Seneca Falls Convention


The student will examine primary sources about the Seneca Falls Convention in 1848 to understand why a women’s rights movement was necessary to gain greater rights for women.


15 minutes (Extend the lesson to 45 minutes by having students create a skit on the proceedings of the Convention. Assign roles to students by having them play the part of convention participants, journalists, and those opposed to the convention.)


Students will understand the Seneca Falls Convention in 1848 and why the women's rights movement was necessary. 


For gifted/honors students or if class time is limited, have the students research the background information ahead of time (previous class period) and bring their research to class. You can also print out the websites and distribute to the collaborative groups (see below).
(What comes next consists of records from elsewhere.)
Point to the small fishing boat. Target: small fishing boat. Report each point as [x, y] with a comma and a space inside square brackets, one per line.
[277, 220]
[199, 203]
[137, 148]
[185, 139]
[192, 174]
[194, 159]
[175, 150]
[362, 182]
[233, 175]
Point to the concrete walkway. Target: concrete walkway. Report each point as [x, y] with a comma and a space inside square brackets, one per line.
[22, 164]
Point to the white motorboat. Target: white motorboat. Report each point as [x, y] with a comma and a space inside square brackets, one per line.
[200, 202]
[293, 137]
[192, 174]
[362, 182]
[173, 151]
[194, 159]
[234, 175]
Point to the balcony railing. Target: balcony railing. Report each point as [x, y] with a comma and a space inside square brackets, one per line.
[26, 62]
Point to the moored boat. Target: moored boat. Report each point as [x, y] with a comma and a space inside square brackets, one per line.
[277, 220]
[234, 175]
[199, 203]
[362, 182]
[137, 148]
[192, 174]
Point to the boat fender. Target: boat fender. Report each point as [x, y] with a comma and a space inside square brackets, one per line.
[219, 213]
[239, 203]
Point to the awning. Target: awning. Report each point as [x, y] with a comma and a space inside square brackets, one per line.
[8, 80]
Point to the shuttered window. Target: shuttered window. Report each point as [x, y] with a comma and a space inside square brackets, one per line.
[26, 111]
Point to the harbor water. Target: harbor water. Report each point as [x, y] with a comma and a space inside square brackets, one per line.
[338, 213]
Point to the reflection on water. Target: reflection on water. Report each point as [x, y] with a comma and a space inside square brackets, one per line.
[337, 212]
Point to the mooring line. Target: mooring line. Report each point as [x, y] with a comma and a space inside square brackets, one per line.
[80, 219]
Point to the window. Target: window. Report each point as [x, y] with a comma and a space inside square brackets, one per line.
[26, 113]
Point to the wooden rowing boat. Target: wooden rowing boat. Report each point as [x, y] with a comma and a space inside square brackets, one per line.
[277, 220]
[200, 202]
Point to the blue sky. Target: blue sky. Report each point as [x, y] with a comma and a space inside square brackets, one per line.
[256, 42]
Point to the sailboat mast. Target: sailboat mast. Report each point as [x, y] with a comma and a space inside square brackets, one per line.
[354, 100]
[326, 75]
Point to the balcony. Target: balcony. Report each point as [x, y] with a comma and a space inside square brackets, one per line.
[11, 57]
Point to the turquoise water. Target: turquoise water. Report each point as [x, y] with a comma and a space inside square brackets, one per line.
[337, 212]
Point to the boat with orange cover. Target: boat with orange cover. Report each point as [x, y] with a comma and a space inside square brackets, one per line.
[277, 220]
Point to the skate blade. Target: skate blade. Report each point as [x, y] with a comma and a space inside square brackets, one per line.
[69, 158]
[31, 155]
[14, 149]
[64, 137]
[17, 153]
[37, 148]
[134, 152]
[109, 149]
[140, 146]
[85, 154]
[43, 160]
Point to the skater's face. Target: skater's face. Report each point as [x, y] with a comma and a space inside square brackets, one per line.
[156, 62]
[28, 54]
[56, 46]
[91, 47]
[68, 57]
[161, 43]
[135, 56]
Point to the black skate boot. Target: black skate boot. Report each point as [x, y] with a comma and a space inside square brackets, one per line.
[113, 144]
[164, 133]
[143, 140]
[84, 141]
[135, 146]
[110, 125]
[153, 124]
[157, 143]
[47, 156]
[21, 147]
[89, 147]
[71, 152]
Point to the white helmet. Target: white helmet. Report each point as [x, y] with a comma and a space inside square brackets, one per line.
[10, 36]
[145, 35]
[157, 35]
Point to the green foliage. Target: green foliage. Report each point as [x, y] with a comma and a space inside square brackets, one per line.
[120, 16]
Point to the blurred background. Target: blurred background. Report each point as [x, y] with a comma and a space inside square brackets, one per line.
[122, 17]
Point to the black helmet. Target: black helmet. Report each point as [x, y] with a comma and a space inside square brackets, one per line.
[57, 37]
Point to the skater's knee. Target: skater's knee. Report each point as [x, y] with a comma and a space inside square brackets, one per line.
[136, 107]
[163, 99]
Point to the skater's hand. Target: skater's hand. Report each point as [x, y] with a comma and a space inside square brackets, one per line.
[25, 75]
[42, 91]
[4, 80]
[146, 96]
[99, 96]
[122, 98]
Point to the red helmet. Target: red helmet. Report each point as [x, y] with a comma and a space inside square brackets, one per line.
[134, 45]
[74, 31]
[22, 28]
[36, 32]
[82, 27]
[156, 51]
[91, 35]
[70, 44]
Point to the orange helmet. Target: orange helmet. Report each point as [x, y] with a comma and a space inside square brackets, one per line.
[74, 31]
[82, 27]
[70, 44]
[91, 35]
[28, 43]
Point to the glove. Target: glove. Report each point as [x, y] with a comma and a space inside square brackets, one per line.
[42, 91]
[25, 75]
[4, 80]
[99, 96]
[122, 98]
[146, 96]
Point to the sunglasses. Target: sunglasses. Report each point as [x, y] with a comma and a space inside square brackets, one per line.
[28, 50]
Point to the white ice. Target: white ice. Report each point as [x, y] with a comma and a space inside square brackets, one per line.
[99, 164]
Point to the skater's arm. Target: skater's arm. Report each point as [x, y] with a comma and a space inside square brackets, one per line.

  1. Starter/Hook: On the board, write “Reasons Why Children Should or Should Not Be Allowed to Vote” to initiate a discussion. Have students give their own opinions about why children (18 and under) should or should not be allowed to have a voice in picking their government. After the discussion, explain to students that the same reasons they listed for youth voting were used regarding whether women should vote.
  2. Direct Instruction:
    1. Provide background on women’s place in 19th century American society to the class. Explain to them that:
      1. Women were limited in freedoms and rights in the 19th century
      2. A women’s movement was necessary to gain greater rights and suffrage
      3. Men and women reformers both took part in the Seneca Falls Convention
      4. Opinions regarding women’s rights differed in the 19th century
    2. Use the NWHM’s “Crusade for the Vote” to provide background information:
  3. Guided Practice:
    1. Divide students into groups of six and assign a primary source (see below).
    2. Tell each group to Observe, Reflect, and Question using the ORQ Tool from the Library of Congress. Each group will examine a specific source for evidence related to the central question: Why was a women’s rights movement necessary?
    3. Explain to students that some of the sources reflect positively on the convention and others are opposed to the convention.
    4. Once each group has examined the sources, write on the board Observe, Reflect, and Question. Have students send a representative from each group to record their observations, reflections, and questions. Discuss as a class.
Assessment / Homework

Students will research one of the participants of the Seneca Falls Convention and create and short presentation to show the class during the next class period.


UCLA Social Studies Standard 1C: Specify the issues raised by various women and how mainstream Progressives responded to them. [Consider multiple perspectives]

UCLA Social Studies Standards Available Here

Common Core Alignment:


Cite specific textual evidence to support analysis of primary and secondary sources, attending to such features as the date and origin of the information.

Cite specific textual evidence to support analysis of primary and secondary sources, connecting insights gained from specific details to an understanding of the text as a whole.